The Australian played mostly in the amateur era, but she believes life on tour is easier now.
“I would love to have played in this era. I think it’s so much easier,” Court told the Daily Telegraph in an article published on Monday. “How I would love to have taken family or friends along with me. But I couldn’t. I had to go on my own or with the national team. People don’t see all that.
“We didn’t have psychologists or coaches with us. It’s a whole different world. That’s what disappoints me – that players today don’t honour the past of the game.”
Williams has not issued a definitive statement on her retirement, saying instead that she is “evolving” away from the game, in part because she wants to become a mother again. The 40-year-old was pregnant with her daughter, Olympia, when she won her last grand slam title at the Australian Open in 2017. Court said her titles had been won in a shorter period than Williams and while she became a mother of two.
“Serena has played seven years more than I did,” Court said. “I finished in my early 30s. People forget that I took two years out. I first retired … when I was 25, thinking I would never return to tennis. I got married, had a baby, but then had one of my best years, winning 24 out of 25 tournaments.”
The 80-year-old added: “I came back after two babies.

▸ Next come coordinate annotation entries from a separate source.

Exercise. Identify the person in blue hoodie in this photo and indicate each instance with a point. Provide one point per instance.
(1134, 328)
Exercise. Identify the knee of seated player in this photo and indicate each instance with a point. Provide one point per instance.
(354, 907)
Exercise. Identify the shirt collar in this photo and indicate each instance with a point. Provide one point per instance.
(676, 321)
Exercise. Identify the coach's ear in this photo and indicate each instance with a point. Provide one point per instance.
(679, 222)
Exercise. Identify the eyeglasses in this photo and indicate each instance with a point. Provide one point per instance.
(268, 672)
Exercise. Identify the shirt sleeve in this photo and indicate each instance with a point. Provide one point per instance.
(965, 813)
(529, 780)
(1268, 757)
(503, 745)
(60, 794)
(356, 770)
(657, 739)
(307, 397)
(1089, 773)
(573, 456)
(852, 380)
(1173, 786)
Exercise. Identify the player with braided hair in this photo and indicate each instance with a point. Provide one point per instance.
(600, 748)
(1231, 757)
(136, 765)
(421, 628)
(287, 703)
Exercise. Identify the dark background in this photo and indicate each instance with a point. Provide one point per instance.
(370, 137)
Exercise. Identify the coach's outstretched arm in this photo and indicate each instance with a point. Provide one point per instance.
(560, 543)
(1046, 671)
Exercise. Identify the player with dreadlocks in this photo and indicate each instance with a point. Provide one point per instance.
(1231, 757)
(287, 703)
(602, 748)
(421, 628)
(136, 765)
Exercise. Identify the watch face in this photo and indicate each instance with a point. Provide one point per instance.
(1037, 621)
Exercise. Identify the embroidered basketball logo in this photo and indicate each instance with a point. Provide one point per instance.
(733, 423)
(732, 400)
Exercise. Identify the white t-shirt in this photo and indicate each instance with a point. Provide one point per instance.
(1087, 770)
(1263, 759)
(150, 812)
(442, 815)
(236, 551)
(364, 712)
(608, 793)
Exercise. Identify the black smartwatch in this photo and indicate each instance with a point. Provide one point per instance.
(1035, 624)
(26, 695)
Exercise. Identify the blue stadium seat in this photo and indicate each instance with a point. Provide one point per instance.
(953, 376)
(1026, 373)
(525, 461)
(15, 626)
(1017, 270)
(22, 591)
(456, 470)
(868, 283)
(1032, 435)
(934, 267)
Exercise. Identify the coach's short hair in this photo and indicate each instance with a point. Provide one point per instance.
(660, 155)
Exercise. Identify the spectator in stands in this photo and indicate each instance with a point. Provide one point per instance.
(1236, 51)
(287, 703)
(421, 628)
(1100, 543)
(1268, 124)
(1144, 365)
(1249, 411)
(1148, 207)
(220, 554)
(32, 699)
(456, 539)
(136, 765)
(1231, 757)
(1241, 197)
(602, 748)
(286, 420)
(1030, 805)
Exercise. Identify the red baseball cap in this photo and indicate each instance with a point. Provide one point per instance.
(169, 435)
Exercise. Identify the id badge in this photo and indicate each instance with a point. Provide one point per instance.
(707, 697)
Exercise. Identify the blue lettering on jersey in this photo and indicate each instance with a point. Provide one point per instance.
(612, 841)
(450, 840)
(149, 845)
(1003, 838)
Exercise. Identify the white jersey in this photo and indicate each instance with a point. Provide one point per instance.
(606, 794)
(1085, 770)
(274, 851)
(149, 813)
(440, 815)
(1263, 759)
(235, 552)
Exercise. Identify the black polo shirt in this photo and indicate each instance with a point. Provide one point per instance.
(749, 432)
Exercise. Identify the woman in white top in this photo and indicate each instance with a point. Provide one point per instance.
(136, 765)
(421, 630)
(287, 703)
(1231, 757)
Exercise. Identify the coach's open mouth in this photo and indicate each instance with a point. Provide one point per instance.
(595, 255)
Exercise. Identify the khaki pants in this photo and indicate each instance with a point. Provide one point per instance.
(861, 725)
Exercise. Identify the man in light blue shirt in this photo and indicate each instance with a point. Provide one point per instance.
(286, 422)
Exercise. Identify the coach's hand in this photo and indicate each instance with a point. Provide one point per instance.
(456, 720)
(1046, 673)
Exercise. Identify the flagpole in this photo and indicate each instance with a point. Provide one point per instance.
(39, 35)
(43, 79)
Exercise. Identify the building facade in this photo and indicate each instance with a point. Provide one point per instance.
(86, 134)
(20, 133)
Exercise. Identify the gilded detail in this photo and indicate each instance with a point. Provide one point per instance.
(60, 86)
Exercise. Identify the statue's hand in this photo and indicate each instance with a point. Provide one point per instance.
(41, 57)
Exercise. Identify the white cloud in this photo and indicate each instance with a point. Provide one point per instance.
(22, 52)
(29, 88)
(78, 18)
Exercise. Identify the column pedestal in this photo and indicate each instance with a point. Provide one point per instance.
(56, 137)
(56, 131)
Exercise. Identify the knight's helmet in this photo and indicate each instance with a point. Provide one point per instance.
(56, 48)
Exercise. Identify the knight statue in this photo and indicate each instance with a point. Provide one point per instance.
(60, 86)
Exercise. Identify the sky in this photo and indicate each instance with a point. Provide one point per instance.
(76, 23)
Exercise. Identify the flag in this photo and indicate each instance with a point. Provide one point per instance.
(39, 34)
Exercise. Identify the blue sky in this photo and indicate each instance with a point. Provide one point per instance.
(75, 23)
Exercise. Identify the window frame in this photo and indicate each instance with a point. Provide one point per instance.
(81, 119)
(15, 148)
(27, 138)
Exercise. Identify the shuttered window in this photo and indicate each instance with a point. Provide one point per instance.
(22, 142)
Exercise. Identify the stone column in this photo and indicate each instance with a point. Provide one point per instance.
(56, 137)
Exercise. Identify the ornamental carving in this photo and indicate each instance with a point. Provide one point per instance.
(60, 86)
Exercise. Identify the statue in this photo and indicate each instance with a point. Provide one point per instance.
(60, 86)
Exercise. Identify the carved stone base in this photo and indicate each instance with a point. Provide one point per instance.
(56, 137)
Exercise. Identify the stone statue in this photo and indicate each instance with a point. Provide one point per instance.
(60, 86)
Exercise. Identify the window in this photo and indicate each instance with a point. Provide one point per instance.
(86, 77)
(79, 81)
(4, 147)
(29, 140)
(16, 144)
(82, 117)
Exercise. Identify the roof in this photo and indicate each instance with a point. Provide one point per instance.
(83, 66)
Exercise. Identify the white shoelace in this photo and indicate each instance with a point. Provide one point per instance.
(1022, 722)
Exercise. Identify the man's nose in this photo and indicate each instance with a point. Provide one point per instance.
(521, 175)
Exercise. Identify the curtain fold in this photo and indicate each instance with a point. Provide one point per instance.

After having the first baby, I won three out of the four slams … Serena hasn’t won a slam since [she gave birth].”
Court won her majors between 1960 and 1973, when fewer players made the journey to the Australian Open (there were just two non-Australians in the draw when she won her first home grand slam) . But she denied that made her 11 Australian Open titles (Williams has seven) less valuable.
“I often hear Billie Jean [King] saying that people didn’t come down to Australia in my early years,” Court said. “But Maria Bueno, the world No 1, came down. So did Christine Truman, Ann Haydon, Darlene Hard. Plus, Australia had some wonderful players. We had five girls in the top 10. Lesley Bowrey won two French Opens.”
Court has been a vocal critic of same sex marriage, which she believes has led to her being forgotten when the greats of tennis are talked about.
“A lot of the press and television today, particularly in tennis, don’t want to mention my name,” she said. “The honour has not been there for what I did do. In my own nation, I have been given titles, but they would still rather not mention me.”
Despite her criticisms of Williams, Court said she had enjoyed watching her play.
“Serena, I’ve admired her as a player,” she said. “But I don’t think she has ever admired me.”